41.5 Use Cases and Limitations
When to Use This Pattern
| Use Case | Why Reverse MCP Fits |
|---|---|
| Private codebase analysis | Hermes accesses internal code; results flow to Claude Code via MCP |
| Complex domain reasoning | Encapsulate proprietary business rules as services |
| Long document processing | Leverage Hermes's 64K+ context window for contracts, research papers |
| Standardized AI pipelines | Package multi-step workflows as single tool calls |
| Air-gapped / on-premise | All inference stays on-network; no data leaves |
Known Limitations
Latency: A Hermes 70B inference round-trip takes 5–60 seconds — unsuitable for sub-second interactive use.
Concurrency: A single GPU instance serializes requests. Under multi-client load, implement a request queue or scale horizontally (see Chapter 48).
Statelessness: MCP is inherently stateless. Multi-turn dialogue history must be passed explicitly in tool parameters or managed by the wrapper.
Not ideal for: real-time applications, high-throughput workloads (>50 QPS), or simple queries where a direct API call is faster.
Chapter Summary
This chapter delivered a complete, production-ready Hermes MCP Wrapper:
- A layered architecture: MCP Server → Agent Core → Inference Backend
- Auto-detection of Ollama vs. vLLM backends with zero code changes
- Four semantically distinct tools covering code analysis, research, document review, and workflow execution
- Ready-to-paste configuration for Claude Code and Cursor
The reverse MCP pattern's core value proposition is capability reuse: a single Hermes deployment becomes a shared AI service that any MCP-compatible client can call.
Review Questions
-
The current implementation collects the full Hermes response before returning it to the MCP client.
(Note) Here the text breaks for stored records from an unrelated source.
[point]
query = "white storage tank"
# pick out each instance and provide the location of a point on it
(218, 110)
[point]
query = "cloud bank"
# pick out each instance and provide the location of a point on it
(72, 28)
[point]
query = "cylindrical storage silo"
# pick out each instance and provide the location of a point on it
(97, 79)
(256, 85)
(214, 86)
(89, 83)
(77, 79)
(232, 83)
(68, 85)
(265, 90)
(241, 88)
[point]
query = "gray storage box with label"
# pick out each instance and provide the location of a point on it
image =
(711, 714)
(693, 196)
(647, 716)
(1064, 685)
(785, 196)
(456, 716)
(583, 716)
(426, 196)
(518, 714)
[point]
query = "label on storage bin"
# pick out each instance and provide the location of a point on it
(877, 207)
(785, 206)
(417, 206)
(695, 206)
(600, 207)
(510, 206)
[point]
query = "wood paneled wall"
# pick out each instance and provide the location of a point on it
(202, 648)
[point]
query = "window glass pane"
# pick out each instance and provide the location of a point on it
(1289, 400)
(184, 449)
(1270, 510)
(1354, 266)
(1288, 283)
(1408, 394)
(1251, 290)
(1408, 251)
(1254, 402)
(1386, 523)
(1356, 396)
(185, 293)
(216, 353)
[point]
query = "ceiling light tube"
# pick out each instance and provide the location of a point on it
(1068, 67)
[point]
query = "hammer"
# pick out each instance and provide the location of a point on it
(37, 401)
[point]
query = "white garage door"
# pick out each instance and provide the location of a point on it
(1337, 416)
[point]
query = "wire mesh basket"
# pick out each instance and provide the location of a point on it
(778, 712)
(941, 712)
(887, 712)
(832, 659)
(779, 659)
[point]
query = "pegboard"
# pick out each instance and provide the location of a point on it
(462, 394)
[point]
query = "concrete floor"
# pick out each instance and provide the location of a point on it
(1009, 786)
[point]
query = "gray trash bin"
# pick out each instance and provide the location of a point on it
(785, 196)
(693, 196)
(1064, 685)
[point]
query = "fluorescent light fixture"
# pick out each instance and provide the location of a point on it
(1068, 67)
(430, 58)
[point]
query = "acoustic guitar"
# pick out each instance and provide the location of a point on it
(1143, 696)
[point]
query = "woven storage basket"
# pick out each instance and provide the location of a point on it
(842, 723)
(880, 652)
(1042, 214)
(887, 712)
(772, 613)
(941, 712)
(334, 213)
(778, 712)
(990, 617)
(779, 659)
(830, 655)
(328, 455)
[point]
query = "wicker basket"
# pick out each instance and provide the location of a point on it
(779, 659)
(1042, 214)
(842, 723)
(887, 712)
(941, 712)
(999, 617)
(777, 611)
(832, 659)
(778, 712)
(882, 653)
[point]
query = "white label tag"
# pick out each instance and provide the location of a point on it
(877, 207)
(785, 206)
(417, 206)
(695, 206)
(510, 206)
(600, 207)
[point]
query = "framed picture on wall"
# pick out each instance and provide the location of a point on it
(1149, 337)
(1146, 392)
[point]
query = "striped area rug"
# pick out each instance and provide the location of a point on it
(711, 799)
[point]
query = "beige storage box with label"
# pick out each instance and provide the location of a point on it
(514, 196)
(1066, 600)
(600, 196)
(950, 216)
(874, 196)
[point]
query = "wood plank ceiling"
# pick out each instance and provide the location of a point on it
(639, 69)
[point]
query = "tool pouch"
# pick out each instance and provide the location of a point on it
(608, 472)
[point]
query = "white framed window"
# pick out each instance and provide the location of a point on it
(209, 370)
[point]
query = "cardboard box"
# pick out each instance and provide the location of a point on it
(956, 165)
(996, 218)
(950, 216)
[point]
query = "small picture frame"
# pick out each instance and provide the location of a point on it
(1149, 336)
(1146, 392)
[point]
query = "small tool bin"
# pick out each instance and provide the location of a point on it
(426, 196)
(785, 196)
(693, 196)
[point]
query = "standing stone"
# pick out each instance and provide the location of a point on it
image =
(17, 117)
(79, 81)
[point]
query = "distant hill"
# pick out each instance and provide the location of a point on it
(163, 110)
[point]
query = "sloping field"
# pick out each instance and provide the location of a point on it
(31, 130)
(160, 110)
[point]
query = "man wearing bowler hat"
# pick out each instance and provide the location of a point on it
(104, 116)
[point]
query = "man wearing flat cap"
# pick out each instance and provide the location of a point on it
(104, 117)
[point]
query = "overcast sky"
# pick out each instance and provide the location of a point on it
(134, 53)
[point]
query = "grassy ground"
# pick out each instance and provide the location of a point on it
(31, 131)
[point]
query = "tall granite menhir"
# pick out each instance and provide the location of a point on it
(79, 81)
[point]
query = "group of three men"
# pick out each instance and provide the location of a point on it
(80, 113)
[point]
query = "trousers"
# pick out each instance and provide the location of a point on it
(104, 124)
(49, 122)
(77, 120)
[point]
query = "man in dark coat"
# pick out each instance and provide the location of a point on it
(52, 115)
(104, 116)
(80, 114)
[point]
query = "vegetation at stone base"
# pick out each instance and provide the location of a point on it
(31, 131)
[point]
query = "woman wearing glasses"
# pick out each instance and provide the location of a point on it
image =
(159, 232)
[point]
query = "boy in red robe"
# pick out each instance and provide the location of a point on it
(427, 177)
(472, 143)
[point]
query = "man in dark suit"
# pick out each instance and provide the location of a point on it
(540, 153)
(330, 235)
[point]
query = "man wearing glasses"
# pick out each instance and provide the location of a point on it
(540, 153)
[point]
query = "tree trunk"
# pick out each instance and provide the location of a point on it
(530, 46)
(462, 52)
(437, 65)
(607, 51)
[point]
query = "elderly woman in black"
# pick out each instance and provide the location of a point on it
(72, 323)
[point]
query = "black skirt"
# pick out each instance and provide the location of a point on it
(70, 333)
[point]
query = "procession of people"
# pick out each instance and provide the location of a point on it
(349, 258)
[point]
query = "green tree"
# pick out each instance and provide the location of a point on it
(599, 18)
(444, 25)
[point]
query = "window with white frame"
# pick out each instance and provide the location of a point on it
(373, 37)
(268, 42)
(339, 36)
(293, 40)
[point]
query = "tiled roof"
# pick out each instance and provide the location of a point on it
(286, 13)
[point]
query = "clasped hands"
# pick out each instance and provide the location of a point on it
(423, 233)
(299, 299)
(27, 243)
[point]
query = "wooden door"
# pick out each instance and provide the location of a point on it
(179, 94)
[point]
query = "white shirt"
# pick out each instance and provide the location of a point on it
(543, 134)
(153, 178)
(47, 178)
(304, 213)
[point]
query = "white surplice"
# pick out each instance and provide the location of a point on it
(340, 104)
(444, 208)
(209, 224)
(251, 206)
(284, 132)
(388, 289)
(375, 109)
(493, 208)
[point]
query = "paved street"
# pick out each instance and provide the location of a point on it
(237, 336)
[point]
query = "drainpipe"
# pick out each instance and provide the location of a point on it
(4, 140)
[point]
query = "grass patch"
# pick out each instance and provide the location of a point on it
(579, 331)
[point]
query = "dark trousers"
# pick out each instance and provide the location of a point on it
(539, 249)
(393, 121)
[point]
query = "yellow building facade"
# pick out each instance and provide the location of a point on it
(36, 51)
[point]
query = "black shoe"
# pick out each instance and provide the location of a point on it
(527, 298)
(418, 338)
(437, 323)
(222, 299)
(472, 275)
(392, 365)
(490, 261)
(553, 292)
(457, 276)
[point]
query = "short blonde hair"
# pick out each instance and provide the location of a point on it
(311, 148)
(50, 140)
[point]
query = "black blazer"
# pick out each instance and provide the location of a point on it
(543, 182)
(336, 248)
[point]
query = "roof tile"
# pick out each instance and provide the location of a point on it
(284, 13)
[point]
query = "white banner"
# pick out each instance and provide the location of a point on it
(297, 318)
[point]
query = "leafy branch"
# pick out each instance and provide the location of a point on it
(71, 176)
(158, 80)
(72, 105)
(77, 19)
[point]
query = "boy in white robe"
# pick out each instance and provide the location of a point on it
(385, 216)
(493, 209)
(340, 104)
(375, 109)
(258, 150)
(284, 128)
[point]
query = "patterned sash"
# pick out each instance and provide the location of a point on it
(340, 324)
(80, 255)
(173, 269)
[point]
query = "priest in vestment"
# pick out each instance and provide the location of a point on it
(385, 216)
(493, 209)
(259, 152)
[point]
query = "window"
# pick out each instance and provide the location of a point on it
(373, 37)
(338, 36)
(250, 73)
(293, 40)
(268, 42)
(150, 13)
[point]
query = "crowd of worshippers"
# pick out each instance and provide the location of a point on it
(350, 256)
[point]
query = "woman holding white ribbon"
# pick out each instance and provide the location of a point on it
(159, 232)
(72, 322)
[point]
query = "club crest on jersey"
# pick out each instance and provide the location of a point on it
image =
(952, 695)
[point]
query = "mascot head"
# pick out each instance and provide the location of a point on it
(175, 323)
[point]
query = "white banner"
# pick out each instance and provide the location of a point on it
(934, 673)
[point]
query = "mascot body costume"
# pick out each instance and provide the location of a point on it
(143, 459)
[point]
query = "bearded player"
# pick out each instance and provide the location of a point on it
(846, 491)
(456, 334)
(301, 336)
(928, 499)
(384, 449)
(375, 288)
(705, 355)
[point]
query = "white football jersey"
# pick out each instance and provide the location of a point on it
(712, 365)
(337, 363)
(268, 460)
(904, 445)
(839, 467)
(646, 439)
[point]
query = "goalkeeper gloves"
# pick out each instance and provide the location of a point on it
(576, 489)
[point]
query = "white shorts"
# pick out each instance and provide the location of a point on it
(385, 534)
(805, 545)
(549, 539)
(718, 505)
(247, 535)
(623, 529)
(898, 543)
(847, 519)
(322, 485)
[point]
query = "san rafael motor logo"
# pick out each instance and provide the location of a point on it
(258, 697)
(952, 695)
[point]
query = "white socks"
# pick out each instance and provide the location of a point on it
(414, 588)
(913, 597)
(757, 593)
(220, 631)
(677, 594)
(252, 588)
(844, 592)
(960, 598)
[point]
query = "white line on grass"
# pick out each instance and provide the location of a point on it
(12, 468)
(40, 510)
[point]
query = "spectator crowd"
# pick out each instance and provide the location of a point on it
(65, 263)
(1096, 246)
How would you modify the server to support progressive streaming, and what MCP protocol capabilities would that require?
-
Design a session isolation scheme that allows multiple Claude Code instances to maintain separate conversation histories when calling the same Hermes MCP Server.
-
If Hermes itself needs to call a downstream MCP server (e.g., a database tool) while simultaneously acting as an MCP server, map the full request chain and identify where circular dependency risks could emerge.